The bold type of the p values indicates statistical significance (before adjustment and after adjustment).

A = wild type; B = mutated; BC = breast cancer; ESCC = esophageal squamous cell carcinoma; GC = gastric cancer; HWE = Hardy-Weinberg equilibrium; N = no; PCR-RFLP = polymerase chain reaction-restriction fragment length polymorphism; PH = p value of Q-test for heterogeneity test; PZ = statistically significant (p<0.05); P (adjust) = multiple testing p value according to Bonferroni correction; Y = yes.

Fig. 2

(A and B) Forest plot of the association between HOTAIR rs920778 polymorphism and cancer risk (BB vs. AA). The size of the squares represents the weight of the included studies. OR = odds ratio; CI = confidence interval. (C) Begg's funnel plots to examine publication bias of HOTAIR rs920778 polymorphism (BB vs. BA + AA).

Subgroup analysis

For the rs920778 polymorphism, we conducted a stratification analysis based on cancer type and we identified a significantly increased susceptibility to ESCC in all genetic models and to GC in the dominant model (BA + BB vs. AA: OR = 1.383, 95% CI 1.176-1.627, p = 0.000). In the subgroup analysis by ethnicity, a significantly increased susceptibility to cancer in the Asian population was uncovered in the homozygous and recessive models (BB vs. AA: OR = 2.404, 95% CI 1.557-3.712, p = 0.000; BB vs. BA + AA: OR = 2.242, 95% CI 1.544-3.256, p = 0.000). In addition, when stratification analysis was performed by HWE status and genotyping method, we also found a significantly increased susceptibility to cancer in the recessive and homozygous models (Tab. II).

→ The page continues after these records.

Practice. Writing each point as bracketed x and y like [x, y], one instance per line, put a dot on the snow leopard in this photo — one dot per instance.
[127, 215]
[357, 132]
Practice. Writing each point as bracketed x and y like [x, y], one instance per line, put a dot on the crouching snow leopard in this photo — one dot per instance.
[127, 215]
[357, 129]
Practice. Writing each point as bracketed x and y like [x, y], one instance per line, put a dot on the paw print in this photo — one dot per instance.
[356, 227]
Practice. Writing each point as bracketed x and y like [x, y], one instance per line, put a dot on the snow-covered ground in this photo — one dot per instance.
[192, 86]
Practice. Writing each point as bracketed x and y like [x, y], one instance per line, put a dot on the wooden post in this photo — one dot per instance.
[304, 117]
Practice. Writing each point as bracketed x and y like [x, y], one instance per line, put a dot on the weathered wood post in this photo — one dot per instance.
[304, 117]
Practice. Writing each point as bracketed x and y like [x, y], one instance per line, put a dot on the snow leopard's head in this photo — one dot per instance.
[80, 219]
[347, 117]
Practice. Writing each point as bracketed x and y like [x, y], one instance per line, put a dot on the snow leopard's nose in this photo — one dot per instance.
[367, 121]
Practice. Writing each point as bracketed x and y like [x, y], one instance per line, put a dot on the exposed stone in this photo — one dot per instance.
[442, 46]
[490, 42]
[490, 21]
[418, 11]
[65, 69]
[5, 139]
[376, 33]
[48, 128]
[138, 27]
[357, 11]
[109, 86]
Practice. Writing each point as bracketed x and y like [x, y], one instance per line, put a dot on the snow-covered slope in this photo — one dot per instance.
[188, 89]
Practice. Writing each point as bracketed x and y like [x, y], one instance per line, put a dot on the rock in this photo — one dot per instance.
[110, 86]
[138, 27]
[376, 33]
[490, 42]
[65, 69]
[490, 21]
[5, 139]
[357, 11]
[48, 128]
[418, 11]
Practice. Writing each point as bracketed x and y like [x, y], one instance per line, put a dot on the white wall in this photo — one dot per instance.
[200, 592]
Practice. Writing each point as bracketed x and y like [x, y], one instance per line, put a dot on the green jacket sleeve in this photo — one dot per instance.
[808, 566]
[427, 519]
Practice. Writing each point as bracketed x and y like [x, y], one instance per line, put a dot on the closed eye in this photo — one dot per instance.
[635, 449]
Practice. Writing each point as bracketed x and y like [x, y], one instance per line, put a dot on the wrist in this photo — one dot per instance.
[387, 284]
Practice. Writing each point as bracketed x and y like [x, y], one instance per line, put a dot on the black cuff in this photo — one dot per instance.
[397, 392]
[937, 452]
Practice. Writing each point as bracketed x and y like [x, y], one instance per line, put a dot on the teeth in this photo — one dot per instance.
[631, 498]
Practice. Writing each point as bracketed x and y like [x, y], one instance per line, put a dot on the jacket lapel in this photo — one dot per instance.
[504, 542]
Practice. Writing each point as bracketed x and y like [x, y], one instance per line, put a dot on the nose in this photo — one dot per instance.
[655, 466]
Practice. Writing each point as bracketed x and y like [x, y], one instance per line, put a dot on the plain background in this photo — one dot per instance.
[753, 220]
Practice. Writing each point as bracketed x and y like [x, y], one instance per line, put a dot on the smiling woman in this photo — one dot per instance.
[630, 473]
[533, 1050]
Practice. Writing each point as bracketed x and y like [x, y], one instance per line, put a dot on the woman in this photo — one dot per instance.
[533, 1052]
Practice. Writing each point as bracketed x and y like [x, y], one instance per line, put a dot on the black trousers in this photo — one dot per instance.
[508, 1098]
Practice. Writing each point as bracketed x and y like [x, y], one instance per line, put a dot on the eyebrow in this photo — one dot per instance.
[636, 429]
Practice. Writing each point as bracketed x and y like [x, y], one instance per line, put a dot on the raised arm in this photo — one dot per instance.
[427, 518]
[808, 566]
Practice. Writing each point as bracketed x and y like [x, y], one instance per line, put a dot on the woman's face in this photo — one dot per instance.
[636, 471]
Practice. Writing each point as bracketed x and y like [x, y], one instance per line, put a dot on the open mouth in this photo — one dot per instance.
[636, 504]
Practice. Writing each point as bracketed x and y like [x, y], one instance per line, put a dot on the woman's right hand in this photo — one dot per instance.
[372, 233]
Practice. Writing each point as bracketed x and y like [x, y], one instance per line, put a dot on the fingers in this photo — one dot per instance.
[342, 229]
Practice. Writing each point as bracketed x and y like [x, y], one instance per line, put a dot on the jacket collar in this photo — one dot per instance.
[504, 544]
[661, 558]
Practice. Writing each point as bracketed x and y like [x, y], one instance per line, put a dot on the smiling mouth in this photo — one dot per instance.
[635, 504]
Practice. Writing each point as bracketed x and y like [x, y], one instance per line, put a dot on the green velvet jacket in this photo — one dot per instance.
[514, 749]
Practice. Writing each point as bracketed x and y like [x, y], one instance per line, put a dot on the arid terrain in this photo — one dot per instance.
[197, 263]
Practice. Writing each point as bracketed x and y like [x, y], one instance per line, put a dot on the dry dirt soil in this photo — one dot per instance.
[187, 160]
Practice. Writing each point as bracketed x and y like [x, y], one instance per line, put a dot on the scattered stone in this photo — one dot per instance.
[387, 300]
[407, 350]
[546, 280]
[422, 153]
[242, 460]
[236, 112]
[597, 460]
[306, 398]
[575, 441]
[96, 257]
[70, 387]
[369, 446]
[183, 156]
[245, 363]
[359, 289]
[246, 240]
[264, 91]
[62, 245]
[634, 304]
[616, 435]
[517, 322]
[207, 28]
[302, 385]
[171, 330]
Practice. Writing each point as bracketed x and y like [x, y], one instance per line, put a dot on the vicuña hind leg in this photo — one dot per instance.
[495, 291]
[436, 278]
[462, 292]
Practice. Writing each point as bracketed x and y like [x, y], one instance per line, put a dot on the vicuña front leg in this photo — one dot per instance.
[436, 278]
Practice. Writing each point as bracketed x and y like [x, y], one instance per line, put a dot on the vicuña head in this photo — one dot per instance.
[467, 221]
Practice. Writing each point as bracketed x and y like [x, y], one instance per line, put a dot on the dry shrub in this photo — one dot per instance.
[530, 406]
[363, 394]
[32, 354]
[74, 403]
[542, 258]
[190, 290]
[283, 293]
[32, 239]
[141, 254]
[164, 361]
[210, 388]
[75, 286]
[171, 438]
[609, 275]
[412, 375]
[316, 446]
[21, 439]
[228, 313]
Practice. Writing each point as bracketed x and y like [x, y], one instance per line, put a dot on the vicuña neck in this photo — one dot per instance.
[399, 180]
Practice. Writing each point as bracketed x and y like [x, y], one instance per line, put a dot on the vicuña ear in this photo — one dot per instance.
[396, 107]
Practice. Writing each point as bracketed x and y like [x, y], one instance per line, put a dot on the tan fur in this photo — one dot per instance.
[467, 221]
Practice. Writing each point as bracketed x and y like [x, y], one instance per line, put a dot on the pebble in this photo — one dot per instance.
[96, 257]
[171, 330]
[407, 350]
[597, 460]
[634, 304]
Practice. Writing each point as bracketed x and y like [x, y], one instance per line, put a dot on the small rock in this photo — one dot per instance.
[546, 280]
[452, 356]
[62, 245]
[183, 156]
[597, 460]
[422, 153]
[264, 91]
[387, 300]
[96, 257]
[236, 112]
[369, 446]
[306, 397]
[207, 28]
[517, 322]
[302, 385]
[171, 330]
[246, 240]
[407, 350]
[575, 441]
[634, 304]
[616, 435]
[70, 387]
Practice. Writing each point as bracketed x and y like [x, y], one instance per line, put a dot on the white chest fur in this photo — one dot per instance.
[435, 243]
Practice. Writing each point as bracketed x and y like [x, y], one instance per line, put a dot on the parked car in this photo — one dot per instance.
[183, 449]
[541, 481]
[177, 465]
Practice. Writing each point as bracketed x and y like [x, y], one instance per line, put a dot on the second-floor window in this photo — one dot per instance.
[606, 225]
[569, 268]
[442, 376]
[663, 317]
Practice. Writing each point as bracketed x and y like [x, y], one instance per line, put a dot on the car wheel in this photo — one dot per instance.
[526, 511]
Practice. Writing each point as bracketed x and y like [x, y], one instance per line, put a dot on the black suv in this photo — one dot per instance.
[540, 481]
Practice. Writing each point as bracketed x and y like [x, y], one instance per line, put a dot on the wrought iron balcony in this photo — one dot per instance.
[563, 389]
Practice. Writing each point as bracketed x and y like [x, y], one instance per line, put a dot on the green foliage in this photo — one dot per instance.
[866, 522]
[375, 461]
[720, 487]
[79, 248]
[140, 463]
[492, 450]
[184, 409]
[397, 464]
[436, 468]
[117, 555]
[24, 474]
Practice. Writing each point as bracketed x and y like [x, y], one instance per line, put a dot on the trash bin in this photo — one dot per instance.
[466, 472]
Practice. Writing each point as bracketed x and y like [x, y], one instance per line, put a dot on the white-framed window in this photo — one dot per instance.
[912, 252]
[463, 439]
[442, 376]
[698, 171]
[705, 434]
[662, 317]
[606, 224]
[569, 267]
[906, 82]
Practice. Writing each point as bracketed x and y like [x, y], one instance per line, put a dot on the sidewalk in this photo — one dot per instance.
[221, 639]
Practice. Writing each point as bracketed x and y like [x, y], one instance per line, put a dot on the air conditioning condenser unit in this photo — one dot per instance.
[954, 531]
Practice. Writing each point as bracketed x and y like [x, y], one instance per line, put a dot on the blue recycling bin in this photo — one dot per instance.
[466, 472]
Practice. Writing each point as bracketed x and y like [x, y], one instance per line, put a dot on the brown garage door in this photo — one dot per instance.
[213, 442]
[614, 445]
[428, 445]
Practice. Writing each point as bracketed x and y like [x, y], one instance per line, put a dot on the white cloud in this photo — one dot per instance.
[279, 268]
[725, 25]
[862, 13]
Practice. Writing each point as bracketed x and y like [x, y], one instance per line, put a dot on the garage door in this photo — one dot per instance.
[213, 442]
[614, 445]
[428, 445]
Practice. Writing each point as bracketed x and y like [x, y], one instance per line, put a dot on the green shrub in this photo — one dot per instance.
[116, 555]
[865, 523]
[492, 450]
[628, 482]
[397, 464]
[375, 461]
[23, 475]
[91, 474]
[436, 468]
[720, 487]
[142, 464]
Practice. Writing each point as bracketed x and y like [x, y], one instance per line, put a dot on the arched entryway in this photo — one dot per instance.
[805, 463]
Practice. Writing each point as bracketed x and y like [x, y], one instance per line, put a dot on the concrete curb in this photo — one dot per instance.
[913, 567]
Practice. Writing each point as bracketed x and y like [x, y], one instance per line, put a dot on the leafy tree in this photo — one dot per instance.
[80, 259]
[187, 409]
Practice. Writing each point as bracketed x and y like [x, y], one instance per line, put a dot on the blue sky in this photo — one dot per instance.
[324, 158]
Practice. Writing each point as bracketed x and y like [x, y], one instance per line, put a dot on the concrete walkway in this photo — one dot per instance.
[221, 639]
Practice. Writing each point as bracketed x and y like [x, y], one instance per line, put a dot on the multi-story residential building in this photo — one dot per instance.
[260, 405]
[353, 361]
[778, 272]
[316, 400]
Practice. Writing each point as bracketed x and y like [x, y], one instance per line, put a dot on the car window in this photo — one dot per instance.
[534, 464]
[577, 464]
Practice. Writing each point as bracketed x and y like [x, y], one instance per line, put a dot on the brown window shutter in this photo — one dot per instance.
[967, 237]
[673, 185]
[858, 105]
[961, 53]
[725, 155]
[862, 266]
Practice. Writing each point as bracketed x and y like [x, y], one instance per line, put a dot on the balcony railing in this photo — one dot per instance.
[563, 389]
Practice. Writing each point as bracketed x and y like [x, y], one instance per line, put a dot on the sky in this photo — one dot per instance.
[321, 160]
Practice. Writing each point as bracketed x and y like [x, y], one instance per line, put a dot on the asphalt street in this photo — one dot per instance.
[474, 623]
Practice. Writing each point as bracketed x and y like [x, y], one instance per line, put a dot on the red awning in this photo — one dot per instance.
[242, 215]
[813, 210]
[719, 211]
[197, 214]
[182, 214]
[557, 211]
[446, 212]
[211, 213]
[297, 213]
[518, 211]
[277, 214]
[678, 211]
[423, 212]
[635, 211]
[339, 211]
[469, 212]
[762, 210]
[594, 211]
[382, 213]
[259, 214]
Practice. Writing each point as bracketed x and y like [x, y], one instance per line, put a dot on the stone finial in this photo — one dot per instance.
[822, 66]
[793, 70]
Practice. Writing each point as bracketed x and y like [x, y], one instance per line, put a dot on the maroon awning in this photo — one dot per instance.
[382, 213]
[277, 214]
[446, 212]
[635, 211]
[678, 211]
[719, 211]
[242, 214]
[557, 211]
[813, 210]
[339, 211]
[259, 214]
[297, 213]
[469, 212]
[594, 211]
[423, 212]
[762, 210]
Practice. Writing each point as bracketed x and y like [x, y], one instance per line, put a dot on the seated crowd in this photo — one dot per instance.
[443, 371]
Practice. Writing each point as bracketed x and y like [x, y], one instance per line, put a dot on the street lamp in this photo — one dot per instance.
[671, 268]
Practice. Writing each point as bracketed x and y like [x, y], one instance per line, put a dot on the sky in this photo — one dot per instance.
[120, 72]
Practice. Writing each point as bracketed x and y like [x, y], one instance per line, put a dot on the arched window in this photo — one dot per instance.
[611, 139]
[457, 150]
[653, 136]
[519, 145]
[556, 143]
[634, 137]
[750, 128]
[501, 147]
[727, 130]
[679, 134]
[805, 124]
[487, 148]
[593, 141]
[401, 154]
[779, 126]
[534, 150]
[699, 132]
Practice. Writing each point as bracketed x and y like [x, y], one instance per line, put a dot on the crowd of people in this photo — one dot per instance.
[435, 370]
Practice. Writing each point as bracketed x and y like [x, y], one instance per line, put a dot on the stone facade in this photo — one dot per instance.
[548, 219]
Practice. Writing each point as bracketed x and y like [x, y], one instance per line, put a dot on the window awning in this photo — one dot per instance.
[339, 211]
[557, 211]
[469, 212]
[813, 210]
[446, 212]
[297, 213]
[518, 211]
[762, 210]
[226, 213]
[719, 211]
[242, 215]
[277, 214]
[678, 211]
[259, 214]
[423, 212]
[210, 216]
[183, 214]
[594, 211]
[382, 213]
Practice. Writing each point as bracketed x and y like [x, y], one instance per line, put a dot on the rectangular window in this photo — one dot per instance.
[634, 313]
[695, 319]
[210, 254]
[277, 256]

For the rs7958904 polymorphism, in the stratification analysis by genotyping method, HWE status and cancer type, a significantly decreased susceptibility to cancer was also identified for MassARRAY, TaqMan, HWE (Y) and osteosarcoma in the specific genetic models (Tab. II). The results of the subgroup analyses for the other polymorphisms are also presented in Table II.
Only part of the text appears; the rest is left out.